As a hospital administrator, Dr. Dalton has worked tirelessly since the COVID-19 outbreak began to ensure that the physicians and medical staff have everything they need to care for patients who present to the 108-bed community hospital where she works. Dr. Dalton monitors the equipment and supplies, so she knows when to obtain more medications, personal protective equipment, continuous renal replacement therapy machines, and ventilators, among others. Often this requires detailed logistics, moving these supplies from various institutions in the 11-hospital system to which WellStar Douglas Hospital belongs. Dr. Dalton also supports sister hospitals by providing whatever items she has in surplus when they are in need.

Earlier in the outbreak, Dr. Dalton established daily 30-minute COVID-19 updates for medical staff. She relies on the latest information from the Centers for Disease Control and Protection and Georgia’s Department of Public Health as well as from such institutions as Mayo Clinic and Emory University Hospital.

Dr. Dalton also arranged for computer tablets and worked with the hospital system to install a program allowing for virtual visits among patients, family members, and physicians. One hospitalized elderly couple infected with the virus used the tablets to communicate with each other. Ultimately, the husband was placed on a ventilator in the intensive care unit and, sadly, passed away. His wife was thankful for the virtual visits and the opportunity to see him before he lost his life, she said.

Dr. Dalton knows first-hand how frightening and isolating being admitted to the hospital with COVID-19 can be for patients and their loved ones. Her cousin’s husband died from COVID-19 complications in February in New York. Her cousin could not visit her husband when he was in the intensive care unit because she was also symptomatic. After he passed away, she could not have a funeral for him. His body was cremated because his remains could not be stored. “It was an emotional time for the entire family,” Dr.
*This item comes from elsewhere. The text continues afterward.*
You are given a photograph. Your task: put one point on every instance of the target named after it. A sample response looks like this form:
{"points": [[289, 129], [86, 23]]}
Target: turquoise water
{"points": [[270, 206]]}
Dalton said.

Through all the tragedy caused by COVID-19, she remains inspired by the humanity she observed in her colleagues. “I watched physicians come together for the good of all involved at a level that I have never seen before,” Dr. Dalton said. They were helping all staff with the donning/doffing of personal protective equipment and power air-purifying respirators. They were helping distribute medications, moving ventilators, proning patients, and tracing exposures. They were making sure everyone had a break and/or their meals, stepping in so that no one was put at risk needlessly, and truly caring about the well-being of every single staff member as well as the patients. “I am in awe at how we came together as a profession during this pandemic and how we all tried to share information, experiences, tips, and advice…and how we cared for each other,” she said.

Certified by the American Board of Pediatrics, Dr. Dalton serves as Vice President of Medical Affairs, Hospital Chief Medical Officer, Physician Advisor, and Interim Quality and Patient Safety Director at WellStar Douglas Hospital in Douglasville, Georgia.